You might think, “Many people sleep on the streets in other countries, too, don’t they?” But the situation here is different. In other places, even the poorest who sleep on the streets can access drinking water and food to survive.

If they fall sick, government hospitals provide them with medicine and treatment. If they contract a contagious disease, they can still receive care. But what is the reality in Gaza today? There’s no water, food, hospitals, ambulances, and doctors available to provide even basic treatment. This is the harsh truth they face every single day.

Gaza in Numbers

The Israeli army has destroyed over 700 water wells, leaving Gaza in a dire water crisis. Across the region, each person now has access to only 1.5 to 1.8 liters (51 to 61 ounces) of water per day—barely enough to survive. Meanwhile, over 1.7 million people have been infected with contagious diseases due to unsanitary living conditions and the lack of clean water.

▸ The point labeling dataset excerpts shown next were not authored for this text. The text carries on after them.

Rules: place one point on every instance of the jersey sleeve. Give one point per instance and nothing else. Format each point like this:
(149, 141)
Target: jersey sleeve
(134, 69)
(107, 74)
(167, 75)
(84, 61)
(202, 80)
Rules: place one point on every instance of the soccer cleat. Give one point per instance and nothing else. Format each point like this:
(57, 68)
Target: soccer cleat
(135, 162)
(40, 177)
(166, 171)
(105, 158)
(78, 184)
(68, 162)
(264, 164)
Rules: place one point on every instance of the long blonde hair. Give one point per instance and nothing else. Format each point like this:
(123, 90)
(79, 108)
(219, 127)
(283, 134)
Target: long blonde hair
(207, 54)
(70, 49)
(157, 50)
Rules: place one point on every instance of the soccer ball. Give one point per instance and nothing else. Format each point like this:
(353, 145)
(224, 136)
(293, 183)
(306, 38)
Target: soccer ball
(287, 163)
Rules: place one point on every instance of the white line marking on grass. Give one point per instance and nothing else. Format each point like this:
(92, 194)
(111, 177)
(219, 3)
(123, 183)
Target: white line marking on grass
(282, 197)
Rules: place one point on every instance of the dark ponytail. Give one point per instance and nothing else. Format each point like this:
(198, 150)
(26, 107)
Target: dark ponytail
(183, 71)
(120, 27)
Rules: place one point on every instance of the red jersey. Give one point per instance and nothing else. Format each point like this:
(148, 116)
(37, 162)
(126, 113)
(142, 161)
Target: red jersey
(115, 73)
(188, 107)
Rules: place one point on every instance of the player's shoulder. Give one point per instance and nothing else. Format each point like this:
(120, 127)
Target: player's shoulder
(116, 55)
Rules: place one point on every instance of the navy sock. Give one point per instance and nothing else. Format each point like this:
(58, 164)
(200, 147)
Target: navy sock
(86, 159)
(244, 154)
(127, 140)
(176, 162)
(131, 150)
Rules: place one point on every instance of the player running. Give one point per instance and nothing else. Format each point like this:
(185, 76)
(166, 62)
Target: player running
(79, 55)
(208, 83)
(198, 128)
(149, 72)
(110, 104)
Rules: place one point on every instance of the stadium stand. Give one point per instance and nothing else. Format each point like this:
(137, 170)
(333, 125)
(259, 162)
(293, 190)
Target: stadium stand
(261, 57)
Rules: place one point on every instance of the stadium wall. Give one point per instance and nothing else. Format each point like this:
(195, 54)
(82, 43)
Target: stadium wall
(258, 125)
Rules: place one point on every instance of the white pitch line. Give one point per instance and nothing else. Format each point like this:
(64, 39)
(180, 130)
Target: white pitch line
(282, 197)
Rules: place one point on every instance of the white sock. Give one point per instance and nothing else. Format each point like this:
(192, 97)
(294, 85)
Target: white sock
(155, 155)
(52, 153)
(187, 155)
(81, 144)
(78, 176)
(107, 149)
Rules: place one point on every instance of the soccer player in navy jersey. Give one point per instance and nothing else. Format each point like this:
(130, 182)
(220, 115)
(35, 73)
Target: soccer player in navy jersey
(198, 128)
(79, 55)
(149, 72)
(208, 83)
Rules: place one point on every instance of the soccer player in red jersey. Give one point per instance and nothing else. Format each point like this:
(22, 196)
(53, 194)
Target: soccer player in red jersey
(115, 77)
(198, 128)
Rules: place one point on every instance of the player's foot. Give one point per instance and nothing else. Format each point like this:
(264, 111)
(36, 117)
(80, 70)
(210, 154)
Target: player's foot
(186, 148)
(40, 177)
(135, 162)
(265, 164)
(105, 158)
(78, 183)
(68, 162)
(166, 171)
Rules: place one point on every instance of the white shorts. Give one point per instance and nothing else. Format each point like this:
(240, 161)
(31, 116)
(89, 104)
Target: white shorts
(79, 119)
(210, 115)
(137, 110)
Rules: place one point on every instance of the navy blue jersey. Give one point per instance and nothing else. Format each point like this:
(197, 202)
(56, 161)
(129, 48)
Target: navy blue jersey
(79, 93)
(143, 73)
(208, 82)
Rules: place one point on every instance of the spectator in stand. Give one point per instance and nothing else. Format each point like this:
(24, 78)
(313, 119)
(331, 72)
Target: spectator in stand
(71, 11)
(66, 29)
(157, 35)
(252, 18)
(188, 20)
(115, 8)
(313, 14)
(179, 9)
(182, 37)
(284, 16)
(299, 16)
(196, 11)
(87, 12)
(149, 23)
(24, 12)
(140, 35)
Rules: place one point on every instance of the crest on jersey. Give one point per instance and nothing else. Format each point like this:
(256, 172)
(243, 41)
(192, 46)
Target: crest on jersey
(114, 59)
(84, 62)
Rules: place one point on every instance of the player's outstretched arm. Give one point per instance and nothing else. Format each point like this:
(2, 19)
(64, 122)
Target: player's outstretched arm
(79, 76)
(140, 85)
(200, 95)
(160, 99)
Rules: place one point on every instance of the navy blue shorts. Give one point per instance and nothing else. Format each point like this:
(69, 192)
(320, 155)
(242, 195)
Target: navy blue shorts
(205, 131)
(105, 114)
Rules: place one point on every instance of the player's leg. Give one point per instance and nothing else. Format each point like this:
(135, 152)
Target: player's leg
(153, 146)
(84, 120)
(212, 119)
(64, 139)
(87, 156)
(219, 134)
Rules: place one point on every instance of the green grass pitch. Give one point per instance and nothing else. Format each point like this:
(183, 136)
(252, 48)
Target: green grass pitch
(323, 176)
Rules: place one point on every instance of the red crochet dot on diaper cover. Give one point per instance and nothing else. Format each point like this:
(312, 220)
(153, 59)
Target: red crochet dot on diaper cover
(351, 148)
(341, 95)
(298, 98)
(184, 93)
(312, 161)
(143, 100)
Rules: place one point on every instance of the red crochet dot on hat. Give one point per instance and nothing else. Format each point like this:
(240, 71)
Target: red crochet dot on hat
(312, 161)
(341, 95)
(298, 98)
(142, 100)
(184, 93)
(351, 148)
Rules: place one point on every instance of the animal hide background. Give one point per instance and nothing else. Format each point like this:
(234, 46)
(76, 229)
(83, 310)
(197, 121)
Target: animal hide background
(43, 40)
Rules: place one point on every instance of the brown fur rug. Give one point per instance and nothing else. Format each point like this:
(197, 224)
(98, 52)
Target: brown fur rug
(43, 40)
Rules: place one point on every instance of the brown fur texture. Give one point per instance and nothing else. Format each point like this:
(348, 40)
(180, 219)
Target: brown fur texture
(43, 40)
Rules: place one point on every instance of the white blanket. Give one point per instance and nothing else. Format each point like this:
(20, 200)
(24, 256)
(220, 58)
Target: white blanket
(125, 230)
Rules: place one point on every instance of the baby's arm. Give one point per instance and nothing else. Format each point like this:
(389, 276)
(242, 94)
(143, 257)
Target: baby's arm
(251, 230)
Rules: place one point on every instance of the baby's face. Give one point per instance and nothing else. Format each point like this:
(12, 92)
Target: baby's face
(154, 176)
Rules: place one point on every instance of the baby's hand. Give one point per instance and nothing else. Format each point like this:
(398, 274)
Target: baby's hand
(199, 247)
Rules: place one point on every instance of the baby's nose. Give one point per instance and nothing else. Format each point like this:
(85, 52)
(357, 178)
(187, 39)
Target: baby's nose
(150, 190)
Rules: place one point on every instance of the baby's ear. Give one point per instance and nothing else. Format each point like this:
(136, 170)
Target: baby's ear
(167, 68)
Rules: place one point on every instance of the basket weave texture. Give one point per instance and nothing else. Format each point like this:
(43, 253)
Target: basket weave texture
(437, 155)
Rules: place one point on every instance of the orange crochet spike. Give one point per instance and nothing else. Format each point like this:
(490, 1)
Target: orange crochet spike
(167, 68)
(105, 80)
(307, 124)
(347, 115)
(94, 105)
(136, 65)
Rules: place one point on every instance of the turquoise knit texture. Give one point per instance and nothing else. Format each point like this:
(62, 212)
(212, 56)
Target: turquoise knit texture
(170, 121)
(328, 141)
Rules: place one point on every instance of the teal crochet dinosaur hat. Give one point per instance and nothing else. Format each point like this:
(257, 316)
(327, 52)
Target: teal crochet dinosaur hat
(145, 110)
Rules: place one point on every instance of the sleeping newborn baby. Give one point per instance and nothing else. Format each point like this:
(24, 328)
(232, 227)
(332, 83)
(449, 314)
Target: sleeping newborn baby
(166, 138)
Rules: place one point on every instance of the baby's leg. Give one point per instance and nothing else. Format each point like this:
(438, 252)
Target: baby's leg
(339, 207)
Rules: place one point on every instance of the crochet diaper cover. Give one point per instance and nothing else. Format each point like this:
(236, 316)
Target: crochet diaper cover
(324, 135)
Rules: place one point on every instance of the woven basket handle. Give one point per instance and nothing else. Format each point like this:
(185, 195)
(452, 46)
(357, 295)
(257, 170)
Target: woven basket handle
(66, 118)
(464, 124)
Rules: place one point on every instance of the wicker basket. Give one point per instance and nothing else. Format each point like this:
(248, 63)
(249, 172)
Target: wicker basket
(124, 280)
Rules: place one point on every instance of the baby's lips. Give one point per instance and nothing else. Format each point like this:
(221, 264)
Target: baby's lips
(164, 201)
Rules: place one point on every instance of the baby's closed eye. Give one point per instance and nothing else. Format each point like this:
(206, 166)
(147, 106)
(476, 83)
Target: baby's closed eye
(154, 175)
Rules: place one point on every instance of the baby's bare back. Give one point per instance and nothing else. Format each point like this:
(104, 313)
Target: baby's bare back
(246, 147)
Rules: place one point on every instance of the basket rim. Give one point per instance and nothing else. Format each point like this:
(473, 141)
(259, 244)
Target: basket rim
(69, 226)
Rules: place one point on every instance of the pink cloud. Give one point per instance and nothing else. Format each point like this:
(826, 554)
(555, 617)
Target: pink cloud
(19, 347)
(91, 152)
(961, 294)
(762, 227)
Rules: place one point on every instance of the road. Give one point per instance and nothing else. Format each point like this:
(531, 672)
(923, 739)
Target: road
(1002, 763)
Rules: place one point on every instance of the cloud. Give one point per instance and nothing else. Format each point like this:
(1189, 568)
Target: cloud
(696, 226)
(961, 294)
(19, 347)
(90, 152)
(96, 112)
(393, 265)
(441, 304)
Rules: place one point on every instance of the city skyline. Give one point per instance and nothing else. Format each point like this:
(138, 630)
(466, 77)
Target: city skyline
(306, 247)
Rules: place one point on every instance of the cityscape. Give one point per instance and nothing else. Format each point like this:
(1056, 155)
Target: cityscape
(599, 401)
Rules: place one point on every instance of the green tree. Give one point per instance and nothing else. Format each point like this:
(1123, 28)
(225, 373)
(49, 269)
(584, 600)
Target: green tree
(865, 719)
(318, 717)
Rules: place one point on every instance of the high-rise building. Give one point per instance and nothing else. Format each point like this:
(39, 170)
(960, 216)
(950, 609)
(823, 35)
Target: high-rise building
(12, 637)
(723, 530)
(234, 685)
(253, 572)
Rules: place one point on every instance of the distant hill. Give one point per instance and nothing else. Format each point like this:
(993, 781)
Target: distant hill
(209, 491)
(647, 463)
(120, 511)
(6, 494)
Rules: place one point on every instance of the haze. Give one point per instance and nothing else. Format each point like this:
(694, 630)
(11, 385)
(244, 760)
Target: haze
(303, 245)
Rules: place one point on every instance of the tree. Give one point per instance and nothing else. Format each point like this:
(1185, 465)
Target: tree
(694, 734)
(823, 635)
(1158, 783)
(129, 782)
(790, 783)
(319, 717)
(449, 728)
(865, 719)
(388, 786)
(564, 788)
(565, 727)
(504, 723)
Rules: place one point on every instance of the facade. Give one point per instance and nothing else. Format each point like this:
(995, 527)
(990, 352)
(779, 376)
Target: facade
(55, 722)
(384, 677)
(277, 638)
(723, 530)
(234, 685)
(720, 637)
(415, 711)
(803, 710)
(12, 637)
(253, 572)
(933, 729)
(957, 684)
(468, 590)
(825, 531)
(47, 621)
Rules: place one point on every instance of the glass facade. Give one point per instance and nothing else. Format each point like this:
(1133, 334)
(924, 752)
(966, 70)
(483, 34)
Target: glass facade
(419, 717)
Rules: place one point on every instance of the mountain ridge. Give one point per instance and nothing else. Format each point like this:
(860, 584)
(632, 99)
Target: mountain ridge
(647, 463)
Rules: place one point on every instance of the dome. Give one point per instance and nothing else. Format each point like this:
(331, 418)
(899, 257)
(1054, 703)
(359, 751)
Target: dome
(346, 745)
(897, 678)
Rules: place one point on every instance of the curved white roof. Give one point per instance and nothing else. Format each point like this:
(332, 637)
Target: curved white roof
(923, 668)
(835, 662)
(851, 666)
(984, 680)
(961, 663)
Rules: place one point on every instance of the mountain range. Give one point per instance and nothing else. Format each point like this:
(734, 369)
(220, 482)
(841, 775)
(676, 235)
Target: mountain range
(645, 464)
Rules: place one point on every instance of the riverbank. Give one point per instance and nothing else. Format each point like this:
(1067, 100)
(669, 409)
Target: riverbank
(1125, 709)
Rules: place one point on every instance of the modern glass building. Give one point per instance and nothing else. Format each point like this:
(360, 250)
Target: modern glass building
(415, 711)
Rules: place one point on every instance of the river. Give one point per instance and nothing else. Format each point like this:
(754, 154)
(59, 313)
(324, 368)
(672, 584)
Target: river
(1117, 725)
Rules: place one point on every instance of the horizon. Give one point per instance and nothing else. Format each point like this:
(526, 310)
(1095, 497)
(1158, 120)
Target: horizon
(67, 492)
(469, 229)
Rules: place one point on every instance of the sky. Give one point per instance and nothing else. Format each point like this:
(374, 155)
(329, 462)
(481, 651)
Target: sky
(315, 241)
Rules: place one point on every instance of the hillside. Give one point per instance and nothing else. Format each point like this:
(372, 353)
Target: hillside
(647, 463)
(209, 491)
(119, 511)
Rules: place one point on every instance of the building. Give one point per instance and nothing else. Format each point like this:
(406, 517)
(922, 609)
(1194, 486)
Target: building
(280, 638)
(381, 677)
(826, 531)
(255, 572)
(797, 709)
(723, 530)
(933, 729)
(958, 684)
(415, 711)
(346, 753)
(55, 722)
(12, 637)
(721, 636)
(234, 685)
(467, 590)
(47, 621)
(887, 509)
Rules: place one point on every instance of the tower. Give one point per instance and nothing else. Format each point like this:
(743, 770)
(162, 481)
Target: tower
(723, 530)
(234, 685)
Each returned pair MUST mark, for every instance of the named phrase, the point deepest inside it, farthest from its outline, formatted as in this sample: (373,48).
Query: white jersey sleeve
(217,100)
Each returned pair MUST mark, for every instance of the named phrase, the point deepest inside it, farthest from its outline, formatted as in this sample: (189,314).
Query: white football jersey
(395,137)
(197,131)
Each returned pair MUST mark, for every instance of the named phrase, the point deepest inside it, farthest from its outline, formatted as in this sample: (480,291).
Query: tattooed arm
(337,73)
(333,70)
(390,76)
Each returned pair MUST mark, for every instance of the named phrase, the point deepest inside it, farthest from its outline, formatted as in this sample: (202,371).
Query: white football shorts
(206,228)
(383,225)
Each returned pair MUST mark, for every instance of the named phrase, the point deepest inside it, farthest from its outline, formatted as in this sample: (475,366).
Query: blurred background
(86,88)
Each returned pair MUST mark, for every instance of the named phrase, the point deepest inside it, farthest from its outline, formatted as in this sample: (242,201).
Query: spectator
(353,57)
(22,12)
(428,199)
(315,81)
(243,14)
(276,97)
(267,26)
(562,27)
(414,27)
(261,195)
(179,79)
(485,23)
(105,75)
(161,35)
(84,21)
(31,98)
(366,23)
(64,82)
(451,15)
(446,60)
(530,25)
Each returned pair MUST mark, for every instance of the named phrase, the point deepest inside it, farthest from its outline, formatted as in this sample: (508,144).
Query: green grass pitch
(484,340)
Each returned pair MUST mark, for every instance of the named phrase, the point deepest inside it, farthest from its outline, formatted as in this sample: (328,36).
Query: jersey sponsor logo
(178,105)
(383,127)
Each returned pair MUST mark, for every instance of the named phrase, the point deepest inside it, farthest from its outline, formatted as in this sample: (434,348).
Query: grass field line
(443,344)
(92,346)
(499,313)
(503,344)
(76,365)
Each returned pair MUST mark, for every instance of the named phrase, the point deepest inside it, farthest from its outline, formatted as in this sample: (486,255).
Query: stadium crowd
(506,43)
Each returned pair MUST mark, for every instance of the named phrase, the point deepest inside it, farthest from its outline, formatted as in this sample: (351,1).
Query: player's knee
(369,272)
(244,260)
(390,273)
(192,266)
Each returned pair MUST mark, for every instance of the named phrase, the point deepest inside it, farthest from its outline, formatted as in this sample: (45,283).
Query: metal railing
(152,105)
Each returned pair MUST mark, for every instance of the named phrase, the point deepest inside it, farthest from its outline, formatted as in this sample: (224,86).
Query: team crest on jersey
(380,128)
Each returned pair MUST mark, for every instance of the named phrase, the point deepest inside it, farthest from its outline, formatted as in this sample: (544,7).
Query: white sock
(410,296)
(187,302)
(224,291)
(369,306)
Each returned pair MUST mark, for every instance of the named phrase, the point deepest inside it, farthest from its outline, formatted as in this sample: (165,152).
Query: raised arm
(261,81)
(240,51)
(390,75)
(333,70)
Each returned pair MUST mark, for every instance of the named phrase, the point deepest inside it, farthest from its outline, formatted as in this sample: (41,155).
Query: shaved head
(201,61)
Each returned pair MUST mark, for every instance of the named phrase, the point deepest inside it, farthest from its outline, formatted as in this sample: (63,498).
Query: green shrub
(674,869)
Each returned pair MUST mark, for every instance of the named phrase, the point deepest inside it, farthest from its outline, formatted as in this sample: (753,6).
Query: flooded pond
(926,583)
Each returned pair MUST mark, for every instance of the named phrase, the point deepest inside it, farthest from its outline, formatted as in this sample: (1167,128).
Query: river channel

The relentless attacks have not spared Gaza’s healthcare system. Continuous bombardments have destroyed over 600 hospitals, leaving the sick and injured with nowhere to turn. 

The situation is worsened by the devastating loss of medical personnel—at least 986 healthcare workers have been killed, including 165 doctors, 260 nurses, 184 health associates, 76 pharmacists, and 300 management and support staff.

Stats source

Thousands of children in Gaza are trapped in a state of mental shock and fear. They live with constant questions weighing on their young minds: Will I see tomorrow’s sunrise? Will there be food to eat tomorrow? Will I have to stand in long lines again just to get a small piece of bread? Can I even play today?

At an age when they should be playing and laughing, they are forced to witness destruction and endure unimaginable suffering. They don’t know how long this war will continue, what more horrors they’ll have to see, or how many more days they’ll have to sleep under clouds of smoke, on cold sand, and beneath the open sky. Even their innocent hearts carry the heavy burden of uncertainty and fear.